In Trefethen's Numerical Linear Algebra, the distinction between the CGS and MGS is as below:
At the $j$th step, both GS processes compute $q_j$ as $$ q_j=\frac{P_j a_j }{\|| P_j a_j \|| } $$ while for CGS, $$ P_j=I-Q_{j-1}Q_{j-1}^* $$ but for MGS, $$ P_j=(I-q_{j-1}q_{j-1}^* )...(I-q_2q_2^* )(I-q_1q_1^* ) $$
Trefethen does not discuss why this procedural difference leads to the better numerical stability of MGS.
@AlgebraicPavel has given quantitative bounds here on the orthogonality factors: $\||I-Q^* Q\||\leq O(\epsilon \kappa(A))$ for MGS, while $\||I-Q^* Q\||\leq O(\epsilon \kappa^2(A))$ for CGS. These results are quantitative enough. However, as mentioned above, I would like a more intuitive reasoning for how this comes out.
@Ian said here that:
"Classical Gram-Schmidt, in which you subtract off the projections of the (k+1)th vector onto the first k vectors, is quite unstable, especially in high dimensions, because you essentially ensure that your new vector is orthogonal to the input vector in question but fail to ensure that the vectors you get at the end of the process are orthogonal to each other.
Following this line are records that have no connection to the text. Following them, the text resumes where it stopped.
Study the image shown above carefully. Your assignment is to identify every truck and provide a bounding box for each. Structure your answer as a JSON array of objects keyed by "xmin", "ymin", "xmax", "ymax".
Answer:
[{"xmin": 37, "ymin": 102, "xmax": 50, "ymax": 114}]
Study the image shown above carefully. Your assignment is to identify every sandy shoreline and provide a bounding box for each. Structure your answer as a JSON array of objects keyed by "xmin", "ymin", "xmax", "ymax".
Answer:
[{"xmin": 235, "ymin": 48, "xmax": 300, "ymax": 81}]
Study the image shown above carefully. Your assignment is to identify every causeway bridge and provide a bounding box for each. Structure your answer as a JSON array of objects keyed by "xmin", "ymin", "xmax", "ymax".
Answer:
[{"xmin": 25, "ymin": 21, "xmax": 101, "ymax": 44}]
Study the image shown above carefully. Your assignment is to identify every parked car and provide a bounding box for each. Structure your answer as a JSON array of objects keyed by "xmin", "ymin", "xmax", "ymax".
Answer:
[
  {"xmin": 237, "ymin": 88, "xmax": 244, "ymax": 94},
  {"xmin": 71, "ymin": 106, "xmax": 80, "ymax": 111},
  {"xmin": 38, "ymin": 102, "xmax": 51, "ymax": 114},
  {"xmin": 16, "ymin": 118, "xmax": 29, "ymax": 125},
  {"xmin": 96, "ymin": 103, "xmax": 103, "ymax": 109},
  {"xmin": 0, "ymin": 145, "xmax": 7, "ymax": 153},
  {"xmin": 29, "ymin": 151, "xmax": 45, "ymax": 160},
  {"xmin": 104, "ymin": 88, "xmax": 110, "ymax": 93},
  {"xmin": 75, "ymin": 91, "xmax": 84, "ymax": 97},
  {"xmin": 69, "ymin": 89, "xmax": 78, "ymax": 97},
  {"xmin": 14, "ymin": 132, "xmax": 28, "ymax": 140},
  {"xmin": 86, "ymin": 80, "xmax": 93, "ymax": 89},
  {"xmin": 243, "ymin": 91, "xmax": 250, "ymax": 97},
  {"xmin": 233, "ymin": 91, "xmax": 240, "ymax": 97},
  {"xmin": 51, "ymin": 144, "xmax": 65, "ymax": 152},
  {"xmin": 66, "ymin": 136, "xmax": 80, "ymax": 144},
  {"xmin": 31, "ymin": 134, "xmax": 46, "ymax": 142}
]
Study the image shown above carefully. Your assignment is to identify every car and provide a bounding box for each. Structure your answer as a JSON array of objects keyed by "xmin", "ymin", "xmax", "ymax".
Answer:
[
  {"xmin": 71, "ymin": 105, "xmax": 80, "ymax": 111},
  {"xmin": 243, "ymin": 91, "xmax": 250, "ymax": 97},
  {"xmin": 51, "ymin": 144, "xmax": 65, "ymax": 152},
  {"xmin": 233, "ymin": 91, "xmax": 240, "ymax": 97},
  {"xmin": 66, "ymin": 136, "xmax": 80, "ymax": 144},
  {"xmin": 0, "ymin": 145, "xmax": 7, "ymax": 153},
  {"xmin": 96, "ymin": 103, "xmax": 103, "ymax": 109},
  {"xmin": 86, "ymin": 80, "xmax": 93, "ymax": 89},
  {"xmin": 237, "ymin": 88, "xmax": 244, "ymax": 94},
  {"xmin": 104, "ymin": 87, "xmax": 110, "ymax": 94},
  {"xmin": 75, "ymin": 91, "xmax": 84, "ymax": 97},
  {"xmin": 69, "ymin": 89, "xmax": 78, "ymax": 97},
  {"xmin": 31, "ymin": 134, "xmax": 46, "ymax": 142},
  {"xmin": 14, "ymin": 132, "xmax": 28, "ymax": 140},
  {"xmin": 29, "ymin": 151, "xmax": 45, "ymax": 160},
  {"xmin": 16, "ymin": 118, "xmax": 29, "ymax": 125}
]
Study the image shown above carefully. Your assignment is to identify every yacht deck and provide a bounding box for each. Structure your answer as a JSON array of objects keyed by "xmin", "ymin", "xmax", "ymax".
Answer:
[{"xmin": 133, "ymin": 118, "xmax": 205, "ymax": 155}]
Combine that with the fact that you can wind up subtracting nearly equal numbers and you get a bad situation."
This does sound like an intuitive and qualitative explanation for the problem of CGS. However, going into the detail, I don't feel comfortable about this line of reasoning. Specifically, saying that the "new vector is orthogonal to the input vector in question" does not seem to agree with what CGS is doing. For both CGS and MGS, the new vector ($a_j$) is subtracted in an attempt to make it orthogonal to the existing $q_i, i=1,...,j-1$. It might not be proper to call these $q_i$ "input vector", and this does not address the main procedural difference between MGS and CGS.
In this post, the $4\times 3$ Lauchli matrix is used as an example to demo the different results between MGS and CGS. Though there is still no intuitive explanation to the question either, I notice that for this Lauchli example, the result that $q_3^{CGS}$ fails to be orthogonal to $q_2^{CGS}$ is because the $r_{23}^{CGS}$ is wrongly computed, with a relative error of 100%. However, I can't figure out why the MGS procedure can alleviate this problem significantly.
I greatly appreciate any comments.